Mount Moriah was a place of sacrifice:  Because of David’s sin of taking a census, the hand of God was set to destroy Israel, but the angel from God halted its destruction at the threshing floor of Araunah when David repented.  This special place where God would spare His people was Mount Moriah.  David went to purchase the land, but the owner, Araunah, wanted to give it to him – David would have none of it. “No, I insist on buying it for the full price. I will not take what is yours and give it to the Lord. I will not present burnt offerings that have cost me nothing!’” (I Chronicles 21:2-4)  It will cost us something to build on a firm foundation.  Careful planning, diligence and countless hours are just a few of the sacrifices that go into building a marriage and home or anything that will last.

Mount Moriah was a place of worship:  Solomon completed the beautiful and ornate Temple for the Ark of the Covenant to dwell, the presence of God.  May all that we build be a place of worship to God, where His presence dwells.  Solomon’s Temple was built with careful planning and the very best quality of supplies and furnishings – it was built to last forever.  However, 400 years later it lay in ruins.

The Temple had a firm foundation – it was built on faith in God, it was a place of sacrifice to God and it was a place of worship to God.  Should it not have lasted forever?  Although the foundation was good, the structure lost its function when the Israelites left the Temple and put their faith in other gods, sacrificed to other gods and worshiped them in others places.  They abandoned the very principles the Temple was built on, and God allowed pagans from other countries to demolish it.
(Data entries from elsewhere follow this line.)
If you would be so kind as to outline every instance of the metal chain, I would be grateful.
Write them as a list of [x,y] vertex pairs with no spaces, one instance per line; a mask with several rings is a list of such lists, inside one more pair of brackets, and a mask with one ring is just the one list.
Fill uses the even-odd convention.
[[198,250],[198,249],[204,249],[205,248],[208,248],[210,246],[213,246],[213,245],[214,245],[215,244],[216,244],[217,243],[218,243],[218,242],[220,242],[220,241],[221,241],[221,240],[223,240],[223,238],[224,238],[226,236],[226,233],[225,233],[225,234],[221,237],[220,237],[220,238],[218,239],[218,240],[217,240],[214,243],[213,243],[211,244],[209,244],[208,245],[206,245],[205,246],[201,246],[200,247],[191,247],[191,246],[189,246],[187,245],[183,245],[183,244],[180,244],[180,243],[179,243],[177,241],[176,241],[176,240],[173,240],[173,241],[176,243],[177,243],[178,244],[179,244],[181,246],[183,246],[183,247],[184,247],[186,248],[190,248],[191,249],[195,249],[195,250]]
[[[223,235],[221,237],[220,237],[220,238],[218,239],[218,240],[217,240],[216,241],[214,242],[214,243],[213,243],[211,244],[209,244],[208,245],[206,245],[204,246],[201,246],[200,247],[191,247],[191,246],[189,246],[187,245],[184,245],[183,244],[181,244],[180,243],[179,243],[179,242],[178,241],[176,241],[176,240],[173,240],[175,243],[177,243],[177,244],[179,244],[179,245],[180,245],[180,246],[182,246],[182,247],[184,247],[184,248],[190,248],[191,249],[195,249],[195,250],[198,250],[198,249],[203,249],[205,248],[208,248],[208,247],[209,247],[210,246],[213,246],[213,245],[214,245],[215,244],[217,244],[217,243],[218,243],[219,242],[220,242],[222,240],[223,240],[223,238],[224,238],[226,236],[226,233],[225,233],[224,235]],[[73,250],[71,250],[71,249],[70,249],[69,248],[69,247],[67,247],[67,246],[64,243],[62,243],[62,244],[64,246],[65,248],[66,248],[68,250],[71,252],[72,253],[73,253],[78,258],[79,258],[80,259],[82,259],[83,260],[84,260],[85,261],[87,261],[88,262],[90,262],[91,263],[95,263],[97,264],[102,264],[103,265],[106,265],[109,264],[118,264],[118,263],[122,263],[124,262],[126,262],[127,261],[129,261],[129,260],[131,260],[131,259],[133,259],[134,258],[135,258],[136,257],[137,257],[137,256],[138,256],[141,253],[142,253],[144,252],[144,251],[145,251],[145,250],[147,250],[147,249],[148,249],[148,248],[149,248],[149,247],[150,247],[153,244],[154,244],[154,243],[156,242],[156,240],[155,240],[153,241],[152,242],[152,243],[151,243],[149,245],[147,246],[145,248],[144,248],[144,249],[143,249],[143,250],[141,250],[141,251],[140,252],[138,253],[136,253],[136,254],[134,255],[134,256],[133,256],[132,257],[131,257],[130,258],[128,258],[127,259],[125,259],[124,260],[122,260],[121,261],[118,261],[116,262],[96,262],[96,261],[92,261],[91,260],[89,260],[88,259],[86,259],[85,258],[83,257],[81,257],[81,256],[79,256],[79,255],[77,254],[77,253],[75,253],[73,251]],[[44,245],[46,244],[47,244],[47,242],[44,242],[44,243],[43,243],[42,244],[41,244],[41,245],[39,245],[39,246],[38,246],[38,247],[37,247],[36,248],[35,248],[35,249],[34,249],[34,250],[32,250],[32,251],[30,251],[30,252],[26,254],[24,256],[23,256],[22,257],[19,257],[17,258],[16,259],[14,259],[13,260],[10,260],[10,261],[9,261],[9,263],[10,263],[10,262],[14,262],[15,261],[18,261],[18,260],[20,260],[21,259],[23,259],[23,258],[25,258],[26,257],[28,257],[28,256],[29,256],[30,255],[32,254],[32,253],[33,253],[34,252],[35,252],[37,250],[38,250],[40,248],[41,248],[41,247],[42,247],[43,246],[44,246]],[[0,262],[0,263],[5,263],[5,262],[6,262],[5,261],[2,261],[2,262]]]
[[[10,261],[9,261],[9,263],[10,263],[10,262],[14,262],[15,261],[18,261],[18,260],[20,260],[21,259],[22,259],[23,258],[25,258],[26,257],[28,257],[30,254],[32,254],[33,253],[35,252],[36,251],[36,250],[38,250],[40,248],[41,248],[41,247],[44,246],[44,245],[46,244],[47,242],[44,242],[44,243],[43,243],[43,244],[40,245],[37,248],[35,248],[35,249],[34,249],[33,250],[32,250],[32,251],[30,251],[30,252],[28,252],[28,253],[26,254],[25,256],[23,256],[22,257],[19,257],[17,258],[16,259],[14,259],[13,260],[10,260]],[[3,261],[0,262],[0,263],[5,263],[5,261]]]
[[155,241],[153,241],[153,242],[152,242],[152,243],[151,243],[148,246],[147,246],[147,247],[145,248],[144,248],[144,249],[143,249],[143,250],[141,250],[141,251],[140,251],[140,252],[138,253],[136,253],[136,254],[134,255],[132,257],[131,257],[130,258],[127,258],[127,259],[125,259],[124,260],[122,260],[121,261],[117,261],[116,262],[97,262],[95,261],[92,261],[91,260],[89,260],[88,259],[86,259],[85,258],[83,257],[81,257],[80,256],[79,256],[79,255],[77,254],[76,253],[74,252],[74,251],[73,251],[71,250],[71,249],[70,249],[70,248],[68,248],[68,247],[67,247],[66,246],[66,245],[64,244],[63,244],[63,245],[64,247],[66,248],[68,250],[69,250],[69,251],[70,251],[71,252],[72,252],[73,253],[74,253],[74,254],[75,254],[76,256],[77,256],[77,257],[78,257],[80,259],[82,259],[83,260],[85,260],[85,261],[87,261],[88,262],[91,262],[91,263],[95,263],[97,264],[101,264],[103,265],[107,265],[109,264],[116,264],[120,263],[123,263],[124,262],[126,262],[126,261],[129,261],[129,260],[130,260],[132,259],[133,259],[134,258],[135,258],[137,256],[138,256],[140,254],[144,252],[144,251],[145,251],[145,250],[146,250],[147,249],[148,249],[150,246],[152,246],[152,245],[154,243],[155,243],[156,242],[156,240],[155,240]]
From this sad history we learn not only to build our lives on faith in the Lord, but also to hold fast to those principles that guided us from the very beginning.  The world will forever attempt to seduce us with many other areas to place our faith, to offer our sacrifices and to bow our knee to worship, but it never ends well for us. What we build will last when we build on the Lord, our sure foundation, and we stand firm. 

Moving Forward: On Christ the Solid Rock I stand!